12

 高校で一人、屋上に残された健司は、暫らく茫然としていた。


(放課後……って、それまで待つ場所が無ェよ)


 ヌエは放課後に会おうと言ったが、それまで待つのに授業を受けるという事も出来ないし、校内をうろつき回る訳にもいかない。かと言って屋上で待ち続ける程、彼は忍耐強くもなかった。


(校内じゃ待てねェしな……)


 仕方無く、健司は適当に時間を潰せる所に行く事にした。




「よっしゃ! また勝った、こんな連勝久し振りだぜ!」


 健司は筐体の前に座って、嬉しそうに声を上げていた。

 時間を潰す為に彼が選んだ場所は、いつも放課後に友人と行ったり、休日に一人でぶらりと訪れる、下町の繁華街にある馴染みのゲームセンターだった。


(へっへ。色々と順調だからな。俺って今最高にツイてるんじゃね?)


 とんとん拍子に進む自分の目的に、少し酔った様な調子で健司はゲームを遊び、それに応じる様にゲームでも連勝していった。挑戦者が来てそれに勝利する度に、笑い転げたい衝動が抑え切れなくなり、彼の顔はにやけていく。

 そして、十人目の挑戦者に勝利し、とうとうその気持ちを声に出した。


「はっは! 弱ェな、楽勝! 何回挑まれても勝てるぜ!?」


 優越感に浸りながら、顔も知らない相手を大声で見下す。筐体の向こう側の相手に向けて、意味はよく知らなかったが、侮辱の意味で中指を立てて見せた。正に井の中の蛙という態度だったが、昂揚から彼は普段よりも気が大きくなっていた。


 がたり、と筐体の向こう側で椅子が動いた音がしたが、健司は挑戦者が入れ替わったんだろう、程度に考えて気に止めなかった。寧ろ次の挑戦者をどうやって叩きのめしてやろうか、と楽しんでいる。


 健司は常に過去や未来よりも、自分が干渉出来て先に繋がる『今』こそが重要だという自己哲学に則り行動している。『今』を如何に最善に過ごすか、というのがアイデンティティとも言える彼は、細かい事を余り気にしない。尤も、彼からすれば『今がよければどうでもいいや』という、単純な要約の姿勢に収められてしまうのだが。

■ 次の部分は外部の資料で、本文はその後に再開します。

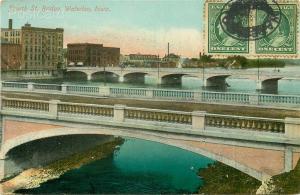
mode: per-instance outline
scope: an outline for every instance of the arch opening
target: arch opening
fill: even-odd
[[[5,177],[15,176],[30,168],[47,166],[113,139],[114,137],[109,135],[63,135],[45,137],[17,145],[6,153]]]
[[[30,141],[34,141],[37,139],[42,139],[42,138],[50,138],[50,137],[56,137],[56,136],[63,136],[63,135],[109,135],[109,136],[120,136],[120,137],[129,137],[129,138],[136,138],[136,139],[142,139],[142,140],[147,140],[147,141],[153,141],[153,142],[157,142],[157,143],[161,143],[161,144],[166,144],[166,145],[170,145],[170,146],[174,146],[174,147],[178,147],[181,148],[183,150],[186,151],[190,151],[190,152],[194,152],[196,154],[200,154],[202,156],[205,156],[207,158],[219,161],[223,164],[226,164],[228,166],[231,166],[237,170],[240,170],[258,180],[262,180],[262,178],[266,175],[264,173],[261,173],[259,171],[256,171],[255,169],[249,168],[243,164],[240,164],[238,162],[235,162],[233,160],[227,159],[224,156],[221,156],[220,154],[216,154],[216,153],[211,153],[207,150],[203,150],[201,148],[197,148],[194,147],[192,145],[187,145],[184,144],[184,142],[182,143],[180,140],[174,140],[172,139],[172,142],[170,142],[170,140],[168,140],[167,138],[161,137],[161,136],[149,136],[148,134],[136,134],[136,133],[120,133],[119,131],[94,131],[94,130],[84,130],[84,131],[78,131],[78,130],[72,130],[72,129],[67,129],[67,130],[63,130],[61,128],[55,130],[51,130],[51,132],[47,131],[46,132],[40,132],[38,135],[32,135],[32,133],[28,133],[24,136],[20,136],[16,139],[18,140],[14,140],[13,143],[6,143],[5,146],[3,147],[3,150],[1,151],[2,154],[2,158],[4,158],[5,156],[7,156],[7,154],[9,153],[10,150],[12,150],[13,148],[20,146],[22,144],[28,143]],[[16,144],[17,143],[17,144]]]
[[[263,93],[277,93],[278,92],[278,82],[282,78],[272,78],[266,79],[258,82],[257,89],[261,90]]]
[[[99,82],[117,83],[119,81],[119,77],[119,75],[113,72],[101,71],[93,73],[91,75],[91,80]]]
[[[161,78],[162,85],[179,85],[182,86],[182,77],[186,74],[168,74]]]
[[[204,88],[216,89],[216,90],[225,90],[227,87],[230,87],[226,82],[226,79],[231,75],[218,75],[212,76],[205,80]]]
[[[70,81],[86,81],[88,79],[88,75],[81,71],[68,71],[65,72],[64,78]]]
[[[124,75],[125,83],[138,83],[145,84],[145,76],[147,73],[144,72],[133,72]]]

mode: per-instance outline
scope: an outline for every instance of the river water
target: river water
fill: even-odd
[[[125,139],[114,155],[68,171],[22,193],[195,193],[197,176],[213,160],[176,147]]]

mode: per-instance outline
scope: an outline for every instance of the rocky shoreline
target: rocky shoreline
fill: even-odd
[[[276,175],[263,182],[220,162],[200,169],[198,175],[204,180],[204,185],[198,190],[199,194],[300,193],[300,161],[294,170]]]
[[[60,177],[71,169],[76,169],[89,162],[106,158],[114,153],[124,140],[115,138],[113,141],[98,145],[86,152],[71,155],[65,159],[51,163],[43,168],[32,168],[23,171],[18,176],[3,182],[2,191],[5,194],[22,193],[20,189],[37,188],[40,184]]]

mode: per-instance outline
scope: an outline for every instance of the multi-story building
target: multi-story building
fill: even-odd
[[[120,48],[103,47],[102,44],[68,44],[68,65],[77,66],[118,66]]]
[[[13,29],[12,19],[8,20],[8,28],[1,28],[1,39],[13,44],[21,44],[21,29]]]
[[[64,29],[21,28],[22,59],[27,70],[56,70],[63,63]]]
[[[19,70],[22,65],[22,47],[1,39],[1,70]]]

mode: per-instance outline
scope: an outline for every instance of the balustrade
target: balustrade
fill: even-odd
[[[163,112],[155,109],[125,109],[125,118],[136,119],[136,120],[146,120],[146,121],[157,121],[157,122],[167,122],[167,123],[179,123],[179,124],[192,124],[191,113],[176,113],[172,111]]]
[[[122,96],[122,97],[145,97],[147,89],[140,88],[110,88],[110,94],[113,96]]]
[[[113,107],[80,105],[80,104],[58,104],[58,112],[94,116],[113,117]]]
[[[249,94],[203,91],[202,100],[213,102],[249,103]]]
[[[300,104],[300,96],[259,95],[260,103],[267,104]]]
[[[51,91],[61,91],[61,85],[55,84],[33,84],[33,89],[37,90],[51,90]]]
[[[91,94],[112,97],[141,97],[168,100],[204,101],[204,102],[224,102],[236,104],[255,104],[255,105],[284,105],[299,106],[300,96],[296,95],[268,95],[268,94],[247,94],[247,93],[228,93],[210,91],[187,91],[171,89],[147,89],[147,88],[119,88],[119,87],[98,87],[83,85],[55,85],[37,83],[2,82],[5,90],[24,90],[24,91],[57,91],[61,93]]]
[[[280,119],[263,119],[255,117],[235,117],[208,114],[205,116],[205,125],[219,128],[269,131],[273,133],[285,132],[284,120]]]
[[[159,98],[175,98],[184,100],[193,100],[193,91],[181,91],[181,90],[168,90],[168,89],[154,89],[153,96]]]
[[[2,82],[3,88],[17,88],[17,89],[27,89],[27,83],[19,82]]]
[[[48,102],[27,101],[18,99],[2,99],[3,108],[49,111]]]
[[[67,92],[99,94],[99,87],[67,85]]]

 しかし、健司は忘れていた。普段、彼がゲームセンターに行く時間帯は中学の放課後や休日の昼間だったが、今はその時間帯とは違う平日の昼間であり、ゲームセンターとは時間により客の数も種類もがらりと変わる場所だった。そして、その客の中には暴力的な輩も居る。

 彼はその事を考慮して、今まで出来るだけ諍いに関わらない様にしていたが、馴れに加えて浮かれている今の状態で、そんな注意は忘れてしまっている。


「おい」

「あ? 何だよ? 邪魔だからどっか行ってくんねェ?」


 健司は男達に話し掛けられたが、ゲームに集中していた為、適当な返事で流そうとして、相手の顔も見ずに乱暴に答えた。すると、急に胸倉を掴まれ、椅子から立たされた。驚いている健司を余所に、男達は彼の事をじっくりと見る。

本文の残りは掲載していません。